Simon Abrams of RogerEbert.com was much less positive, describing the film as 'The paint-by-numbers Irish revenge thriller "Black 47" is essentially "First Blood" in period dress.' He also noted the 'cringe-worthy expository dialogue' and described Martin as a 'character whose only sympathetic qualities are his unrestrained anger and proficiency at murdering people. It's entirely possible that Martin makes more sense to Irish viewers, since they can presumably relate with Martin's anti-British sentiments better than this reviewer did. Unfortunately, in the film, Martin often comes across like any other crazed, but ostensibly relatable antihero who wracks (sic) up kills and then slumps over in pseudo-tragic exhaustion.' Simran Hans of The Guardian described the film as 'weak', and rated it 2 out of 5. Alistair Harness of The Scotsman was also critical, noting 'Black 47 on the other hand wants to be the Irish Braveheart. Set against the backdrop of the Great Famine and featuring Australian leads and an unashamedly biased view of history, the film manages to turn human tragedy into a gnarly action film.' Kevin Maher of The Times concluded 'Black 47 is a deeply silly action film'. Robbie Collin of The Daily Telegraph summarised the film as 'an overbaked, über-glum Irish famine thriller', along with a rating of 2 out of 5.

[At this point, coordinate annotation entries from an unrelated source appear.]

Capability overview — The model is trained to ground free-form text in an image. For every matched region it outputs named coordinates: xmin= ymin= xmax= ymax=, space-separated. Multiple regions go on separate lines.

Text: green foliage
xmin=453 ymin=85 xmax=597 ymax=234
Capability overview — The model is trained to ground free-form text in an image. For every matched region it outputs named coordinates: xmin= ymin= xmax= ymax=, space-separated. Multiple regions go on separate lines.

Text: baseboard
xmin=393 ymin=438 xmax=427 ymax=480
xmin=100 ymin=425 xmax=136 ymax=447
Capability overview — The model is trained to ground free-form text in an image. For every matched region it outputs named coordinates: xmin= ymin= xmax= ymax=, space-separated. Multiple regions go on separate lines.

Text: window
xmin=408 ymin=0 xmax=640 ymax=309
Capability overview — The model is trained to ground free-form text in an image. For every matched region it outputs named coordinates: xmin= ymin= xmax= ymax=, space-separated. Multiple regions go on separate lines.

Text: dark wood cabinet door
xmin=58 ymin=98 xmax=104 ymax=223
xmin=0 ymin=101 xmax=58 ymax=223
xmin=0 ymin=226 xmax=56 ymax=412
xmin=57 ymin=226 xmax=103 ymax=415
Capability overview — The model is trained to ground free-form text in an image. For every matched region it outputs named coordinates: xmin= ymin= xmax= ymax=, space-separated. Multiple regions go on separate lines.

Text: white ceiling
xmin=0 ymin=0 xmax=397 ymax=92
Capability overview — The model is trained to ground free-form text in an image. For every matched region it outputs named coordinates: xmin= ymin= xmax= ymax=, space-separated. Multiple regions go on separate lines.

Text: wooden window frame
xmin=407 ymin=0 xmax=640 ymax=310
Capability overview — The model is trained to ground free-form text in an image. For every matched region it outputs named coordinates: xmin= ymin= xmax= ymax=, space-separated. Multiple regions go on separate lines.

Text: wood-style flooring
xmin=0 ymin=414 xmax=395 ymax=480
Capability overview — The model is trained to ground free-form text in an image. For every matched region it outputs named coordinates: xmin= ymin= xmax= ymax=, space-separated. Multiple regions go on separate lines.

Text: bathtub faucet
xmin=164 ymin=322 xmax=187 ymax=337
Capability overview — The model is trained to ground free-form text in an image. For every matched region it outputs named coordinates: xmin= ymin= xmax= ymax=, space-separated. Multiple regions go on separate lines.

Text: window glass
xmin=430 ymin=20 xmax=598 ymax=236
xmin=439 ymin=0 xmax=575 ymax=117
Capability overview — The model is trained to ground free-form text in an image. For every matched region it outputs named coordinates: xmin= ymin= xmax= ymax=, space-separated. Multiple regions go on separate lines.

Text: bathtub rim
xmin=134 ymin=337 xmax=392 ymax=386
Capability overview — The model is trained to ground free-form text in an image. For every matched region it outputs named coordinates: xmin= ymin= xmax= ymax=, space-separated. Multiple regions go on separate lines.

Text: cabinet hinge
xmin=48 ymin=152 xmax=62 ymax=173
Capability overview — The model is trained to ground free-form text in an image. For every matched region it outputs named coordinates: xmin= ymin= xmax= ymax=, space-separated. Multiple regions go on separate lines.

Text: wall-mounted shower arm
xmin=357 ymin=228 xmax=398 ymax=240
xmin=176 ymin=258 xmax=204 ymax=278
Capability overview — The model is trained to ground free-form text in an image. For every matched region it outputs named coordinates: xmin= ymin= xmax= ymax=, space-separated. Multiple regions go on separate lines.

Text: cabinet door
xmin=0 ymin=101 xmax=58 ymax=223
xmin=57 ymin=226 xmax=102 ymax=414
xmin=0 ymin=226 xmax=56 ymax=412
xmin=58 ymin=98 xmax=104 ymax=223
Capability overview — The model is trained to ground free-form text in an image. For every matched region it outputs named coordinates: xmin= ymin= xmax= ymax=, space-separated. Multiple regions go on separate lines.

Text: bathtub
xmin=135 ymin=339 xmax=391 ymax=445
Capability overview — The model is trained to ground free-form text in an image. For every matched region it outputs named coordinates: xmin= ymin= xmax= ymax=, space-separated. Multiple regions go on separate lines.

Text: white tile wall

==Historical inaccuracies==
While Black 47 is a fictional film set during factual historical events, there are some historical inaccuracies purported in the film. These include:
- The motives behind Hannah murdering a captive Young Irelander during interrogation is questionable considering the violence from the Young Ireland rebellion did not take place until a year later in 1848 as opposed to what is suggested in the film.
- The film states that Feeney had served in Afghanistan with the Connaught Rangers and later deserted from India. The 88th Regiment of Foot (Connaught Rangers) were garrisoned in the West Indies in 1847 and had been in Malta for 7 years before that, the regiment had not served in India since 1800.